China Floods Causing US Agricultural Export Boom

Chriss Street
News Analysis
Despite U.S. agricultural exports to China falling one-third through May due to trade war retaliation, exports have surged above forecast due to the flooding of 433 rivers across China.
The U.S. Department of Agriculture reported that pork, corn, wheat, cotton, rice, sorghum, and soybean exports to China from July 10 to 16 are trending above the Phase 1 annual rate of $32.9 billion negotiated in January by the Trump Administration.
Donald Trump ran for President promising to slash the $419.2 billion U.S. goods trade deficit by using tariffs to decrease China’s $539.5 billion in exports to the United States and increase America’s $120.3 billion exports to China. At the time, China’s average tariff on U.S. products was 8 percent; while the U.S. average tariff on China was 3.1 percent.
When the parties called a Phase 1 truce on Jan. 15, China had more than doubled its tariff rates on U.S. goods to 20.9 percent; but the Americans had spiked tariff rates on Chinese goods by seven times to 21 percent. The two-year deal required China to increase U.S. manufacturing, energy and service purchases by $120 billion, but it also mandated that China must increase annual U.S. agricultural imports from $24 billion in 2017, to $32.9 billion in 2020, and $44.8 billion in 2021.

However, China blamed the coronavirus pandemic for its failure to significantly increase U.S. agricultural imports that through the month of May were running at an $12 billion annualized rate, or about a third of the Phase 1 agreed level.

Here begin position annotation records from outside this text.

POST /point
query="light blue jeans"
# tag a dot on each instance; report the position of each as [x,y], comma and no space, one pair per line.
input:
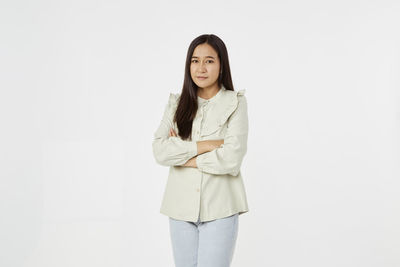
[204,244]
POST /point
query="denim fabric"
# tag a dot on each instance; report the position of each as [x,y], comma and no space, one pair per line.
[204,244]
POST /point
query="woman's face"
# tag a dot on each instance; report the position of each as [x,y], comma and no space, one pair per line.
[204,63]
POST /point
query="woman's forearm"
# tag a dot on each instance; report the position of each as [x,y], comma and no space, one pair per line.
[208,145]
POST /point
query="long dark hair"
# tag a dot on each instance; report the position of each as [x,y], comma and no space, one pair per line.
[187,106]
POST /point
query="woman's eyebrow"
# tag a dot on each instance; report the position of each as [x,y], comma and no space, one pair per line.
[205,57]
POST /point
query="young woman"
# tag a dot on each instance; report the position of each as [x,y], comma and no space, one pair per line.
[202,137]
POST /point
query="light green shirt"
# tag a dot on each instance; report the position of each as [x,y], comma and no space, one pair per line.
[215,188]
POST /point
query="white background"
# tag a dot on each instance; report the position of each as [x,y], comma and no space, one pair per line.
[83,87]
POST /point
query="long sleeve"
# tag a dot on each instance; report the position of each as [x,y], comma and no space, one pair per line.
[171,150]
[227,159]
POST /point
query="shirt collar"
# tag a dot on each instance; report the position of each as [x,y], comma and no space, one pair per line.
[201,101]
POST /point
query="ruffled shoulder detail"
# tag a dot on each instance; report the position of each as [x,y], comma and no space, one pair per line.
[241,92]
[231,105]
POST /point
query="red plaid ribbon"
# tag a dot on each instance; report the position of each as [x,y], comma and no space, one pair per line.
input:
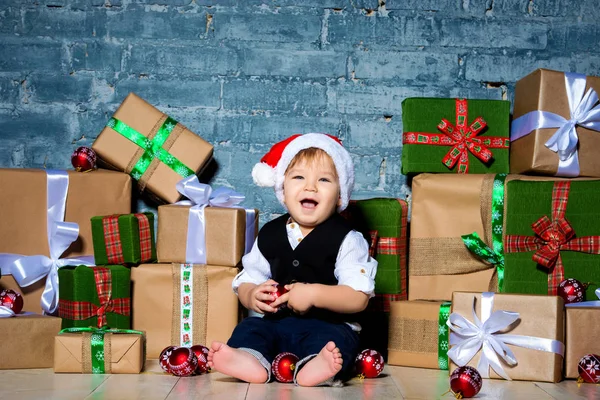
[552,237]
[82,310]
[462,138]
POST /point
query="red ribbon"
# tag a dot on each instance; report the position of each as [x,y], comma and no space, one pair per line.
[462,138]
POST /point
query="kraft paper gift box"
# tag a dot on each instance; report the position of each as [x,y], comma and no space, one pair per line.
[455,136]
[119,352]
[28,341]
[124,239]
[183,304]
[418,335]
[152,147]
[24,228]
[542,109]
[541,318]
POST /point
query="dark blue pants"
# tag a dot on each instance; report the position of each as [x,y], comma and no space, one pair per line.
[300,336]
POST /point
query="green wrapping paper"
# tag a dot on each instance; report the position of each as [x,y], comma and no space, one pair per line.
[95,296]
[425,114]
[124,239]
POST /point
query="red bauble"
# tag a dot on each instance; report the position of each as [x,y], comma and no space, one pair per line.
[202,356]
[283,367]
[163,359]
[369,363]
[589,368]
[183,361]
[465,382]
[84,159]
[11,299]
[571,290]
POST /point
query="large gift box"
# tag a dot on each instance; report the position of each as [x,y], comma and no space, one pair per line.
[72,197]
[99,351]
[152,147]
[554,129]
[418,335]
[95,296]
[455,136]
[517,337]
[28,341]
[183,304]
[124,239]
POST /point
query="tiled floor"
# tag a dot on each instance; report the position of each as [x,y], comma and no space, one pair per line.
[394,383]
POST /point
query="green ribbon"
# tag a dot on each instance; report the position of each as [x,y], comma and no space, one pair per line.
[152,147]
[443,335]
[97,343]
[474,243]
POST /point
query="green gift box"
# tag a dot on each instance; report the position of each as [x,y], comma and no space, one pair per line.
[551,233]
[455,136]
[94,296]
[124,239]
[383,223]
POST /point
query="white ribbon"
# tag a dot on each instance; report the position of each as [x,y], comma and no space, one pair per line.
[468,338]
[26,270]
[202,195]
[584,111]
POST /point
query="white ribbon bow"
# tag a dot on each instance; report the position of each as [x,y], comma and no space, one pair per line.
[468,338]
[26,270]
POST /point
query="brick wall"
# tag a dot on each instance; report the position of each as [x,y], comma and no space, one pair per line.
[244,74]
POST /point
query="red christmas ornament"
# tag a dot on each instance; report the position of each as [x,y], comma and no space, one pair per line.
[369,363]
[571,290]
[589,368]
[465,382]
[183,361]
[163,359]
[283,367]
[11,299]
[201,353]
[83,159]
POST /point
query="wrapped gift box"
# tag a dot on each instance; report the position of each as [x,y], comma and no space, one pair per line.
[546,91]
[183,304]
[24,216]
[126,238]
[120,353]
[28,341]
[430,145]
[383,223]
[225,236]
[84,291]
[418,335]
[151,146]
[539,317]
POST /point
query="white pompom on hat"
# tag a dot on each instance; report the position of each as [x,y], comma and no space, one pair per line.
[269,172]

With most analysts predicting a resumption of its trade war, China was hit by the worst flooding since 1940. After 31 days of continuous torrential rain through July 2, China’s Three Gorges Dam, the world’s largest hydroelectric dam with a 5-trillion-gallon reservoir capacity, was forced to open all its flood gates and send 28 acre feet of water per second careening toward Yangtze River downstream residents.
After estimating that 45.2 million Chinese have been already been affected by floods that ravaged 27 provinces along the Yangtze River, Huai River, and Yellow River, the China Meteorological Administration issued a “No. 1 Flood“ warning as Southern China was hit with a record 16.8 inches of rain falling in a 30-hour period beginning on July 4.
With China’s monsoon rainfall season running about 46 percent higher than normal, and 17 percent higher than the devastating floods of 1998, about 20 percent of the nation’s arable land is now submerged. This could lead to major crop loss this year, with rice, rapeseed and cotton being the most affected by the floods, according to market analyst firm Seeking Alpha. Furthermore, the African swine fever pandemic that caused the culling of 180 million infected pigs last year returned as floods unearthed shallow graves and contaminated groundwater.
With no alternative nation capable of addressing the scale of its potential food security crisis this year, the U.S. Department of Agriculture (USDA) reported that China bought 1.365 million tons of American corn on July 10. The large transaction was followed on July 14 with a single-day record purchase of 1.762 million metric tons of corn.

The USDA added that China has quietly been buying substantial amounts of pork, sorghum, soybeans, and cotton since May.

The 14-day weather prediction for the Yangtze River valley forecasts a high probability of rain and the multi-day risks for severe thundershowers over the next two weeks.